Spanish cow or goat cheese

Mató (/ca/) is a fresh cheese of Catalonia made from sheep' or goats' milk, with no salt added.

It is usually served with honey, as a traditional and emblematic Catalan dessert known as mel i mató.

==Description and origin==
Mató is a whey cheese similar to non-industrial variants of the fresh cheeses known as Brull in Maestrat, Ports de Beseit and the Southern Terres de l'Ebre and as Brossat in Andorra, Pallars, Menorca, Mallorca and parts of Occitania, as well as the brocciu in Corsica and other types of curd cheese such as Italian ricotta.

The Mató from the villages near the Montserrat mountain, such as Ullastrell and Marganell, is quite famous.

Mató is mentioned in the Sent Soví, a 14th-century Catalan cookbook, as well as in the El Noi de la Mare local Christmas carol. It was very popular during the Middle Ages, when it was made plain or scented with orange flowers.

It is made by hand by boiling the milk and coagulating it with a vegetable element such as the thistle flower (Cynara cardunculus), lemon juice or an animal element (rennet). The resulting product is filtered through a cloth in wicker or cane containers. A white, slightly sweet pasty mass is thus obtained due to the effect of the concentration of lactose in the milk.
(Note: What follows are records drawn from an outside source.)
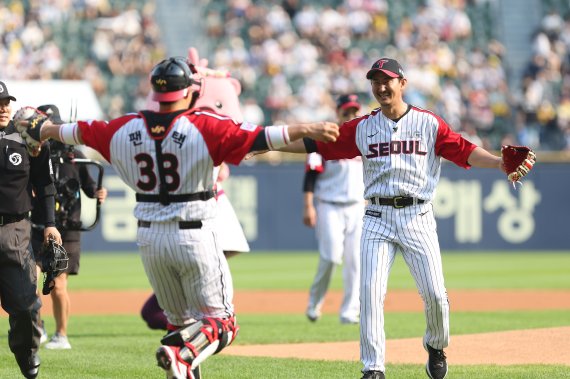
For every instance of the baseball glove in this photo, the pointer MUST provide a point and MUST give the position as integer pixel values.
(517, 161)
(54, 262)
(29, 121)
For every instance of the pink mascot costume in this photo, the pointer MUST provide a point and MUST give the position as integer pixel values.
(219, 94)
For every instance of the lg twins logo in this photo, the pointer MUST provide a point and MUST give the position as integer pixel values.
(15, 159)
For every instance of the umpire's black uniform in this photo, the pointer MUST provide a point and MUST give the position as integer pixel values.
(20, 174)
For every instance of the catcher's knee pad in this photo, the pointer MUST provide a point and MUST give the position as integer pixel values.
(202, 339)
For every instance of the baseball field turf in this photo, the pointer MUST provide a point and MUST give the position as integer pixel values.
(118, 344)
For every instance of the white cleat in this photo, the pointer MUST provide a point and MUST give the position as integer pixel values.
(167, 359)
(58, 342)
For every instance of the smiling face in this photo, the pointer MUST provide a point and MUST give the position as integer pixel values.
(5, 112)
(387, 90)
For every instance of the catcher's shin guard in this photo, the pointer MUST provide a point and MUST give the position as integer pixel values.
(202, 339)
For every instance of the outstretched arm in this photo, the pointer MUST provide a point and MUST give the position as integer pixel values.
(54, 131)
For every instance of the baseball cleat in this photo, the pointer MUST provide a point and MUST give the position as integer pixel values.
(312, 314)
(436, 366)
(166, 358)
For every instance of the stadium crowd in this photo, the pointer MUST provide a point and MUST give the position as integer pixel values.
(111, 44)
(294, 57)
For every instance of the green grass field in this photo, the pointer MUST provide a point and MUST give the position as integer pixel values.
(122, 346)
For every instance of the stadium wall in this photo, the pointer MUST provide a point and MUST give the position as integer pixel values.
(476, 210)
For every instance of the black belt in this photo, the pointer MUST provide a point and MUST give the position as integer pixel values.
(181, 224)
(8, 219)
(396, 202)
(203, 196)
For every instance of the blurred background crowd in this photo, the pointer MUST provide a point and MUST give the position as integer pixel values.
(293, 57)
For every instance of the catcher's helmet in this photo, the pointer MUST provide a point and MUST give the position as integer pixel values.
(172, 79)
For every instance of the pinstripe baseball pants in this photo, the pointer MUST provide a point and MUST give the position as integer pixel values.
(413, 231)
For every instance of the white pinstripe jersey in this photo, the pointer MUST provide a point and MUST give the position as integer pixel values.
(193, 143)
(338, 181)
(403, 157)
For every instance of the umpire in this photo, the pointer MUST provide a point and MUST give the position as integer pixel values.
(20, 174)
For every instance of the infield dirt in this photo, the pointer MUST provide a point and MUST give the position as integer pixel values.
(535, 346)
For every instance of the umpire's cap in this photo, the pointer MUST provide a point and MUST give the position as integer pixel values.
(4, 92)
(389, 66)
(172, 78)
(347, 101)
(53, 112)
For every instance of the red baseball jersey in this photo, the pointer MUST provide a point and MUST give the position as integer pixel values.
(192, 145)
(402, 157)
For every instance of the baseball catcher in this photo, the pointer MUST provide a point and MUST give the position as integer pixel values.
(517, 161)
(54, 262)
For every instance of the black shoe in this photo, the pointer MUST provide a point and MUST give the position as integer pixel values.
(29, 366)
(436, 366)
(373, 375)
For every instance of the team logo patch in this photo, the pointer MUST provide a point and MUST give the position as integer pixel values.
(15, 159)
(248, 126)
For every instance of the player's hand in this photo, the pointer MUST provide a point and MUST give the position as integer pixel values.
(323, 131)
(252, 154)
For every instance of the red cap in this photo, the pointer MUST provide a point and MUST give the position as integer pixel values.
(389, 66)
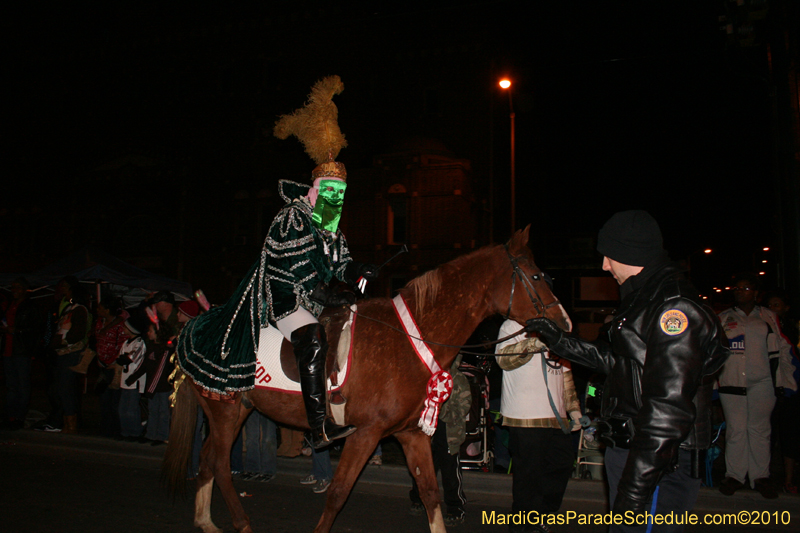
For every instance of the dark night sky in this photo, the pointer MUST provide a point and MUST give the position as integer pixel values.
(619, 104)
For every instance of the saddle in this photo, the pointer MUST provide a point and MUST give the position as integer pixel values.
(333, 319)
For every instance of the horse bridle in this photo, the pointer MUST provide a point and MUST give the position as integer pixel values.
(530, 289)
(527, 282)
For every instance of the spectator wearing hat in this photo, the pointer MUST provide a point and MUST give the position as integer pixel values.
(22, 329)
(69, 340)
(130, 359)
(110, 335)
(186, 311)
(787, 408)
(659, 353)
(163, 303)
(156, 369)
(761, 362)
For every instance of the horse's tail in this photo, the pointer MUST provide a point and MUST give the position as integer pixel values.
(175, 468)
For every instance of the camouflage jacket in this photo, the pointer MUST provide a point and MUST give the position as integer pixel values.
(454, 411)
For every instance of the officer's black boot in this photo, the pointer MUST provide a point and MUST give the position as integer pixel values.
(310, 348)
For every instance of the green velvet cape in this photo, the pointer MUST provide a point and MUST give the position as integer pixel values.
(218, 348)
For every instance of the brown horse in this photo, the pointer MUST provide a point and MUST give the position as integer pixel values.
(387, 381)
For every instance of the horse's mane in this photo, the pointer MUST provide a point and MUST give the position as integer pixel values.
(426, 287)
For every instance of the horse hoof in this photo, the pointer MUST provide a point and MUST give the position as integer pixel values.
(208, 527)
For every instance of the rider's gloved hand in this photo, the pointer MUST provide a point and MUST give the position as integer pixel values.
(546, 328)
(324, 295)
(353, 271)
(340, 299)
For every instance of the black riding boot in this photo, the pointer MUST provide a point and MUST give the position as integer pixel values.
(310, 348)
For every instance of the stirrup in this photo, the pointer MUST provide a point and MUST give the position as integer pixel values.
(329, 432)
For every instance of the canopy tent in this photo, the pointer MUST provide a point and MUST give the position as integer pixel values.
(90, 265)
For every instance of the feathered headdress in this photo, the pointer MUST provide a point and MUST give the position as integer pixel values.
(316, 126)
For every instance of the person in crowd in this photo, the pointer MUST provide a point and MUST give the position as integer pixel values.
(538, 401)
(22, 330)
(760, 362)
(261, 447)
(451, 431)
(163, 303)
(787, 409)
(187, 310)
(131, 357)
(109, 335)
(156, 369)
(304, 252)
(70, 338)
(659, 354)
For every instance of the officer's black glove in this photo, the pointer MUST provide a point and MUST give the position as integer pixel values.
(354, 270)
(546, 328)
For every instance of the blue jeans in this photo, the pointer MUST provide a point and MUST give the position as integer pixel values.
(321, 467)
(67, 382)
(237, 465)
(261, 443)
(197, 445)
(18, 386)
(130, 414)
(109, 406)
(158, 417)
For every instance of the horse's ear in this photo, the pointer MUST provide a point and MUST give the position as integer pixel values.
(519, 239)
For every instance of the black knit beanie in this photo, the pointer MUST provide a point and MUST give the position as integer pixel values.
(632, 238)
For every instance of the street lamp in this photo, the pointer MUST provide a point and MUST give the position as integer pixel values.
(505, 84)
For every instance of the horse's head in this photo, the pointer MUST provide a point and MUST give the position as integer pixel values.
(523, 286)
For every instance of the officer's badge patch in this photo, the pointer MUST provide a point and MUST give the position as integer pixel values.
(673, 322)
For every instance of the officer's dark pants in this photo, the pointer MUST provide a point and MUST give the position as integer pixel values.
(677, 492)
(450, 465)
(542, 461)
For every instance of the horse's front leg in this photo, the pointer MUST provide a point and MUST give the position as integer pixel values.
(225, 420)
(359, 447)
(417, 448)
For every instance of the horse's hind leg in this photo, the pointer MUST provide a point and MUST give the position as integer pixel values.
(417, 448)
(225, 421)
(354, 456)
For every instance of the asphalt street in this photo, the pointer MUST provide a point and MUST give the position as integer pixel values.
(80, 483)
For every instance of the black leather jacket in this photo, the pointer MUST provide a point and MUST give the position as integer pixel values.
(658, 354)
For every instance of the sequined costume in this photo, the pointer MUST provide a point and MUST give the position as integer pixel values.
(218, 348)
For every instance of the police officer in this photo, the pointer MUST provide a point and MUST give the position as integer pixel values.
(657, 353)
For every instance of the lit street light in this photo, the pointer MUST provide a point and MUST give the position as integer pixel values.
(505, 84)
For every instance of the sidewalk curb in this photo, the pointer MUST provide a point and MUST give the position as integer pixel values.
(476, 483)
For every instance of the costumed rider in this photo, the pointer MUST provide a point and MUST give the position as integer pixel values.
(289, 285)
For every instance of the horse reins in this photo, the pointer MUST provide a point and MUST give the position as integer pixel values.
(530, 289)
(528, 284)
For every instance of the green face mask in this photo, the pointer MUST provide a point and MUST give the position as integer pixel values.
(328, 209)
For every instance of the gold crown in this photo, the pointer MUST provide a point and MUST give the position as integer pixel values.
(331, 169)
(316, 126)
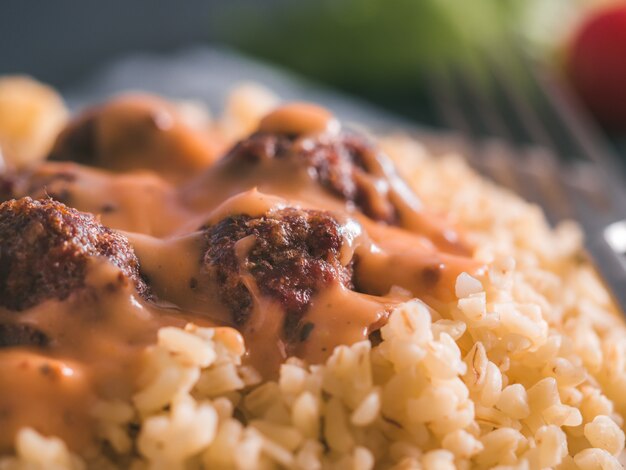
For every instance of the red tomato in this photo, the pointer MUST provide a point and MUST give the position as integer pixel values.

Industrial manufacturing uses the same physical-chemical principle but pasteurized milk and large-capacity stainless steel tanks are used.

Mató is consumed as a dessert. It can be sprinkled with sugar, although the most traditional way is the one that uses honey to sweeten it. It is also used in some preparations such as cottage cheese cake (Greixonera de Brossat), as well as the preparation of a cake such as coca de brossat (coc de brossat).